One answer: an on-car processor reads data from the eight bearings ( and reflected shock from the wheels), stores and holds samples for comparison, and runs a small RTOS expert system looking at changes in waveform and intensity.
Some of these samples are downloaded at each wayside location, where they can be further processed and analyzed as desired. The information can be reasonably summarized in comparatively little bandwidth and kept in data structures in a ‘digital twin’ of the car maintained in the cloud. Since most of the criticality of data is only there when the car is moving, the updates are timely every few miles, and the forwarding and formatting does not imply excessively great bandwidth.
For emergency critical detection, as in unanticipated spalling of journal, roller, or race, or a broken wheel or axle, the car would be equipped with some emergency means of radio transmission, perhaps like a small ELT. This would transmit a warning detectable to PTC on the train, and to any part of the PTC ‘fabric’ connected to the train – and it would give customized and accurate advice for the ‘safest’ actions to stop the car for its position in the train, loaded state, proximity to PIH, etc.
As WH pointed out, while the recording/analysis of the acoustic emission sensors would be done continuously, the data would usually be transmitted in bursts.
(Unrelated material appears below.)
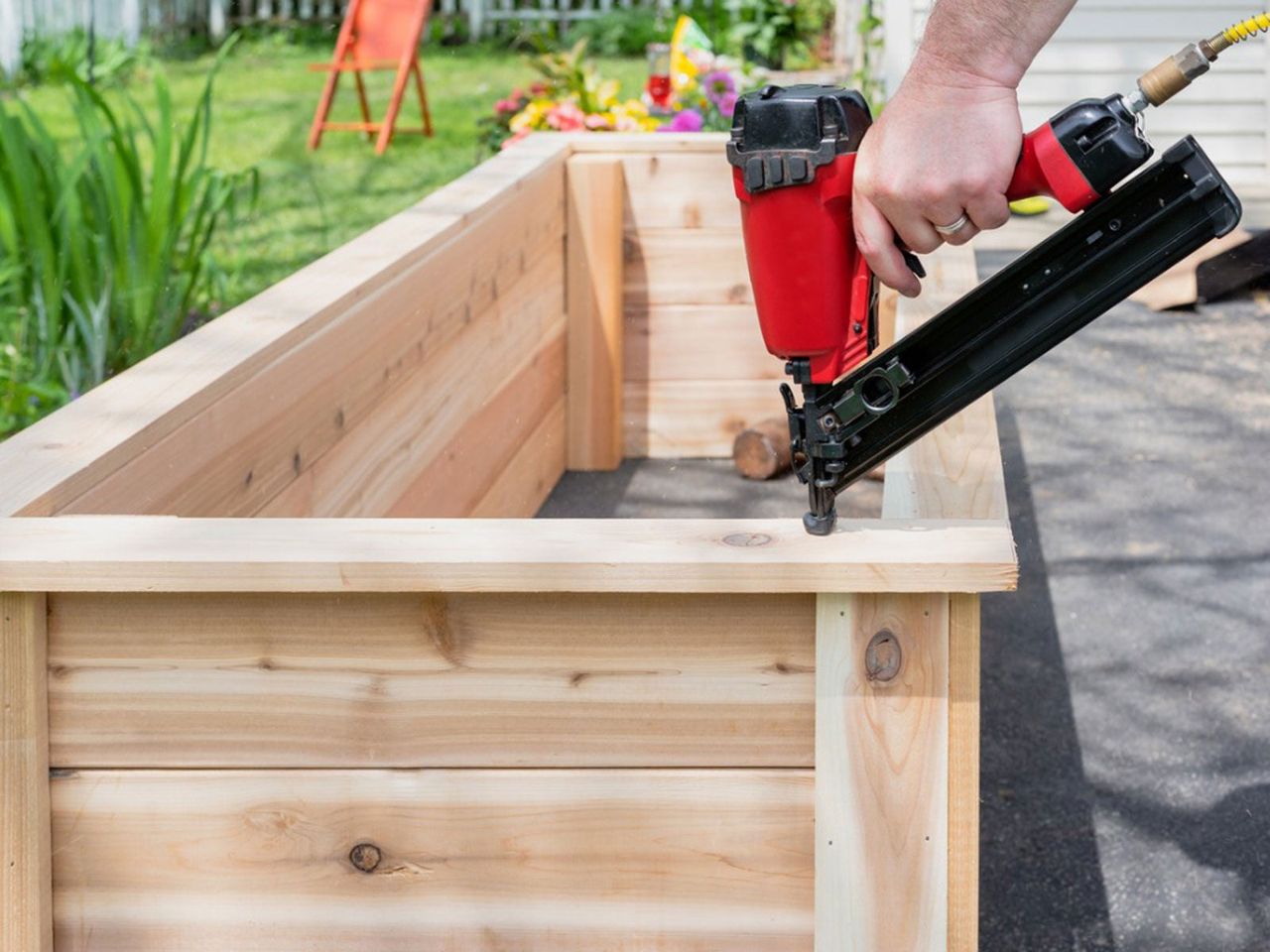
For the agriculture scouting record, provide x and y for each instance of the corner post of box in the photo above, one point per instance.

Ideally the car computer would only have to report “all good” when nothing was detected. In case an emission was detected, the software would analyze the signal(s) to report the level of the problem as is done WILD sensors. Courses of action would run from getting the bearing checked when convenient to halting the train and setting the car out. The main application for these sensors is on cars carrying hazmat, where a derailment would have severe consequences.
Acoustic emissions detectors have been in use for years in stationary applications (e.g. process critical pump), where power and communications are available. The idea is to detect signs of bearing failure early enough so that the bearing can be replaced in a scheduled downtime. A freight car truck is a much more hostile environment than a plant floor and getting a source of reliable power would be a challenge. There’s also an issue of filtering out noise from the wheelsets rolling on track.
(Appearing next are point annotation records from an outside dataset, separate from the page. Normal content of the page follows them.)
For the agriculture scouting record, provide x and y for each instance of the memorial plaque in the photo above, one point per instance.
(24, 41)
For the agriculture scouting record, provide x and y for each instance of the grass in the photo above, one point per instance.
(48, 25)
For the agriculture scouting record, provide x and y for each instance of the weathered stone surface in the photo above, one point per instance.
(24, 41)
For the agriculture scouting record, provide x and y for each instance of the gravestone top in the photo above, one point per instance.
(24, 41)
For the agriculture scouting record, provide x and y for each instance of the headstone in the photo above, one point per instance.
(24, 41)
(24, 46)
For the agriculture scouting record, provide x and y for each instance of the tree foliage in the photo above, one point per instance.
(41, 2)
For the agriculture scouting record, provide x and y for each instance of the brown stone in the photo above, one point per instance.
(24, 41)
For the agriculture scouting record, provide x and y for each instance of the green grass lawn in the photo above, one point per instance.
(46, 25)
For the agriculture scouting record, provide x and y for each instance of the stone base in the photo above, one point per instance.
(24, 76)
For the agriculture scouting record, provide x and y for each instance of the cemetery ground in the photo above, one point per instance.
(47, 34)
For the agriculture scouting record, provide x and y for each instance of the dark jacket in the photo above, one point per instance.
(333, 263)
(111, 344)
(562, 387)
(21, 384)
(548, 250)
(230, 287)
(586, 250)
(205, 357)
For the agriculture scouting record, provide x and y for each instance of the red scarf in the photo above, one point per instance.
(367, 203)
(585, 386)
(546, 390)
Wouldn’t all cars need such sensors to be of any real worth? I don’t have statistics, but I bet hazmat loads get caught up more often in derailments initially caused by other cars or other reasons, i.e., broken rails, etc.
We’ve had a bit of a disconnect. My answer was based on the assumption that you were referring to bearing failure detection, which is a very different issue than flat wheel detection.
Added commentary: From what I gather from a perhaps limited knowledge of track maintenance, a flat wheel will be a significant track maintenance problem long before it becomes a track safety problem.
Back in the early 90’s, the lab space I was working in was about 70’ from the AT&SF Surf line. When the Coaster service started, we could tell the difference between a Coaster train and an Amtrak train as the latter almost invariably had at least one wheel with a flat spot, while the Coaster rarely had any flat wheels.
Jeff, good question. It may be necessary to require Key Trains to have most or all cars equipped with bearing monitors. I was assuming that having the burnt off axle under one of the hazmat cars exacerbated the damage to the tank cars.
I do remember reading about some railroads wanting to handle spent nuclear fuel cars in dedicated trains where the consequences of an accident would be substantially less than East Palestine - the spent fuel casks were designed to take an incredible amount of punishment.